The impact of any vector control largely depends on the ecology of the specific vector species. Differences in ecology between An. gambiae and An. funestus are likely to affect the relative impact of interventions. For instance, An. gambiae prefer breeding in small and temporary habitats which dry up quickly when there is no rainfall which is opposite to An. funestus habitats. Despite the fact that An. funestus habitats are "few, fixed, and findable" and might be easily targeted for larviciding [20] during the dry season, treating habitats such as rivers or bigger ponds could pose logistical challenges. The persistence of An. funestus throughout the year even during the driest periods suggest this vector is less seasonal compared to An. gambiae s.l., which experience much more dramatic “boom and bust” dynamics in relation to seasonal rains [6, 22, 68]. If interpreted together with the observation that survival estimates were not seasonal, the model suggests that this species is likely responsible for year-round malaria transmission throughout the year, while other species, which mostly occupy temporary habitats may be responsible for any apparent seasonality in transmission.

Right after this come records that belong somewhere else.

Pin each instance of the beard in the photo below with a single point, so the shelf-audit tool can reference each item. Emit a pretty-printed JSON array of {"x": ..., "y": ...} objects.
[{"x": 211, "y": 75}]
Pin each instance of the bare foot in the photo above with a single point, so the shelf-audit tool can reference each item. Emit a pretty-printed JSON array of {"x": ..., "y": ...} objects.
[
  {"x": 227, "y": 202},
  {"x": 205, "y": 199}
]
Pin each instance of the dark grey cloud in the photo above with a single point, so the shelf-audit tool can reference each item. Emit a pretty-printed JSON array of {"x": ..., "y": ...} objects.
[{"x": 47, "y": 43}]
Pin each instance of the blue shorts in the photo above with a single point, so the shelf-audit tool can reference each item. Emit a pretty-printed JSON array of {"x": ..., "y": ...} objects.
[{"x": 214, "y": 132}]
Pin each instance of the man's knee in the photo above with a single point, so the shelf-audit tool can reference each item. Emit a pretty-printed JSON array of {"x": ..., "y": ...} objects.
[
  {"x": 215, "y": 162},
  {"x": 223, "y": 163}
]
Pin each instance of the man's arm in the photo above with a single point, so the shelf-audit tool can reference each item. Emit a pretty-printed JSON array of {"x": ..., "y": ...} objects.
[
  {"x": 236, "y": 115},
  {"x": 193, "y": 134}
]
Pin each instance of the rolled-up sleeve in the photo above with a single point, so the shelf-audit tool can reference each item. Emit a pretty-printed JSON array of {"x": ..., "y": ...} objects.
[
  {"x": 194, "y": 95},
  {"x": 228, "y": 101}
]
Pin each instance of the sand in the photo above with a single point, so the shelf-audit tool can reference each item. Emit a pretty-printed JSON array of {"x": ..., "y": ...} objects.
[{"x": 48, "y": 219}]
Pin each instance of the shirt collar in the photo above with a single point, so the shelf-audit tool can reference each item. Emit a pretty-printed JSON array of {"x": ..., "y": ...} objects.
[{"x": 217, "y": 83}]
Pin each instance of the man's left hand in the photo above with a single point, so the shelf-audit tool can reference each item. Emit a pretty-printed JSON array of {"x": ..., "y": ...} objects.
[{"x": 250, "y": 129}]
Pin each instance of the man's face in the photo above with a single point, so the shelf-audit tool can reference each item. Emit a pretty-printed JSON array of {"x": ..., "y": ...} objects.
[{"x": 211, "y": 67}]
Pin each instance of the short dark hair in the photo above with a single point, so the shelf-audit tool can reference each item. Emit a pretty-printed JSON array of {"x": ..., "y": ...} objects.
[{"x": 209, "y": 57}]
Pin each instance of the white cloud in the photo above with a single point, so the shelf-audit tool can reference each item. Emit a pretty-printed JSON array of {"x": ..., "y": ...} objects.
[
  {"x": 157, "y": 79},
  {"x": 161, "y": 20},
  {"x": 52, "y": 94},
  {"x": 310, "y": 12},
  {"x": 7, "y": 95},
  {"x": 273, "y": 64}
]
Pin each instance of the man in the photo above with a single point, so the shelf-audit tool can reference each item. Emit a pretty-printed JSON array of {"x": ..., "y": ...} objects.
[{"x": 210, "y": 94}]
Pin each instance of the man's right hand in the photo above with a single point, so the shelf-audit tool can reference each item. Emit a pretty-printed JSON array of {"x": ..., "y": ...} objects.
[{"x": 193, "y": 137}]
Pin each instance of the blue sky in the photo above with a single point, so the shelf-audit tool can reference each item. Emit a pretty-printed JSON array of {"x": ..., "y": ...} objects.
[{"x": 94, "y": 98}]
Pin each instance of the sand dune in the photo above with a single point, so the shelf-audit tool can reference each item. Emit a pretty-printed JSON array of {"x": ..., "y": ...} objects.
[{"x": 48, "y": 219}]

Models of vector population dynamics can provide a useful guide for the selection of optimal vector control strategies; particular through enabling more focal investigation of the benefits of seasonal or spatial targeting and use of combined versus single interventions. Despite its complexity, this population dynamics model provides a useful framework for investigation of the stability of An. funestus populations. With additional data, this model can be further refined to include additional modifications related to vector ecology and behaviour that may impact intervention (e.g. host choice and its impacts on fitness, predation during larval or adult phase and spatial components). Such further elucidation may increase the predictive accuracy of this SSM in specific contexts, but even the more general framework developed here have flexibility to introduce stage-specific mortality effects expected from different types of vector control [16, 32, 33]. For example, this framework could be used to model the impact of combined interventions including those that target adult females (insecticide-treated nets (ITNs), IRS) and larviciding; and assessment of how mortality varies with different coverage [16, 32]. It can also be used to investigate the possible response of vector population to climate change anticipated in Tanzania and other African countries. An important limitation of this study is lack of knowledge on what percentage of An. funestus mosquito population is sampled by the trap, which is important for understanding the relative magnitude of demographic stochasticity in modelled dynamics. This highlights the need to explicitly incorporate this source of uncertainty into vector and transmission dynamics; including the need for further calibration and standardization of the efficiency and biases associated with particular mosquito trapping methods.

Conclusions

This study used Bayesian State Space Models (SSM) parameterized with empirical data to quantify key demographic and fitness processes underpinning the population dynamics of An. funestus in Tanzania. This is the first use of SSM to understand the population dynamic of the wild vector of residual malaria transmission, An. funestus in Tanzania. The model structure allowed investigation of the relative importance of seasonally-varying environmental covariates (i.e. rainfall and temperature) and density dependence; providing some support for both processes although the magnitude of the former was much greater than the latter. The ability of this model to accurately reconstruct the seasonal dynamics and demography of An. funestus indicate its value for simulating the response of these populations to vectors control measures applied either individually or in combination. Additionally, the relatively limited evidence of seasonality in key fitness and demographic rates further corroborate evidence that this vector species can facilitate efficient year-round transmission of malaria. Finally, this model also highlights the clear importance of accounting for regional and daily observation biases when modelling mosquito population dynamics.